Kornblum tendit une cigarette à Josef et l’alluma à sa place. Puis il gagna son fauteuil, s’y installa confortablement et en alluma une autre pour lui. Ni Josef Kavalier ni les gardiens du golem n’étaient les premiers à avoir approché Kornblum dans l’espérance désespérée que son expérience des cellules de prison, des camisoles de force et des coffres en fer pourrait d’une façon ou d’une autre s’étendre à l’ouverture des frontières d’États souverains. Jusqu’à cette nuit-là, Kornblum avait décliné ce genre de requêtes comme étant non seulement peu réalistes, ou au-delà de ses compétences, mais aussi excessives et prématurées. Maintenant toutefois, tandis qu’il regardait, assis dans son fauteuil, son ancien étudiant battre vainement les minces feuilles de papier en trois exemplaires – les billets de train et cartes d’immigration visées de son portefeuille de voyage –, ses oreilles perçantes détectèrent le cliquetis, pour lui reconnaissable entre tous, des gorges d’une grande serrure en fer en train de se remettre en place. Sous la direction d’Adolf Eichmann, les services de l’immigration étaient passés de l’extorsion cynique au vol pur et simple, prenant aux demandeurs tout ce qu’ils possédaient en échange de rien du tout. La Grande-Bretagne et l’Amérique avaient pratiquement fermé leurs portes. C’était uniquement grâce à l’obstination d’une tante américaine et au hasard géographique de sa naissance en Union soviétique que Josef avait pu obtenir un visa d’entrée aux États-Unis. Pendant ce temps, ici à Prague, pas même une vieille motte inutilisable de vase de la rivière n’était à l’abri du museau prédateur de l’envahisseur.
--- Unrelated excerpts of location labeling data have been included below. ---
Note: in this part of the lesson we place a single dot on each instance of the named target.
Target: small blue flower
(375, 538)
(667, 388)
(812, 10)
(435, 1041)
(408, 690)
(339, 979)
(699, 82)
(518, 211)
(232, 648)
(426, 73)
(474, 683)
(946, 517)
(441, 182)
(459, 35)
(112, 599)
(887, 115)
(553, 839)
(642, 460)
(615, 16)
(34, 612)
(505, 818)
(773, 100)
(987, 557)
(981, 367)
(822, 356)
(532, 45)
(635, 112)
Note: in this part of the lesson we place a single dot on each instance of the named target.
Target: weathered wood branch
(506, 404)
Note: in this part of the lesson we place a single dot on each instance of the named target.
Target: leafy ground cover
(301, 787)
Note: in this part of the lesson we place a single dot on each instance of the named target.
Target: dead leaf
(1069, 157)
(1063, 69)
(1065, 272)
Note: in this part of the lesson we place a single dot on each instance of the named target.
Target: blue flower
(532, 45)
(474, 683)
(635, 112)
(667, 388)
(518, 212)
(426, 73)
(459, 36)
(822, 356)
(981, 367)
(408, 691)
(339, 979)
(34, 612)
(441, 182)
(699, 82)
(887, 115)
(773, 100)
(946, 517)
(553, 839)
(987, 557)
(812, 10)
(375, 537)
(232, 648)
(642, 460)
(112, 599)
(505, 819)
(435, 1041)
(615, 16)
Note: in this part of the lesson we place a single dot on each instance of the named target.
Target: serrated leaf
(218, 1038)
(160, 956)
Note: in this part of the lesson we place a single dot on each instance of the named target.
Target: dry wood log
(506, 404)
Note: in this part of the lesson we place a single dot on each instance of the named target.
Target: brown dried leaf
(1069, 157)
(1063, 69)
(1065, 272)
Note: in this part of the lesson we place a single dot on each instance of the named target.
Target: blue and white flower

— Je peux te conduire à Vilnius, en Lituanie, lâcha enfin Kornblum. De là, tu devras trouver toi-même un chemin. Memel est aux mains des Allemands aujourd’hui, mais tu peux peut-être trouver un passage par Prökuls.
— La Lituanie ?
— Je le crains.
Au bout d’un moment, le garçon inclina la tête, haussa les épaules et écrasa sa cigarette dans un cendrier gravé aux armes – le kreutzer et la bêche – du Hofzinser Club.
— Oublie ce que tu fuis, murmura-t-il, citant une vieille maxime de Kornblum. Garde tes inquiétudes pour ce vers quoi tu fuis.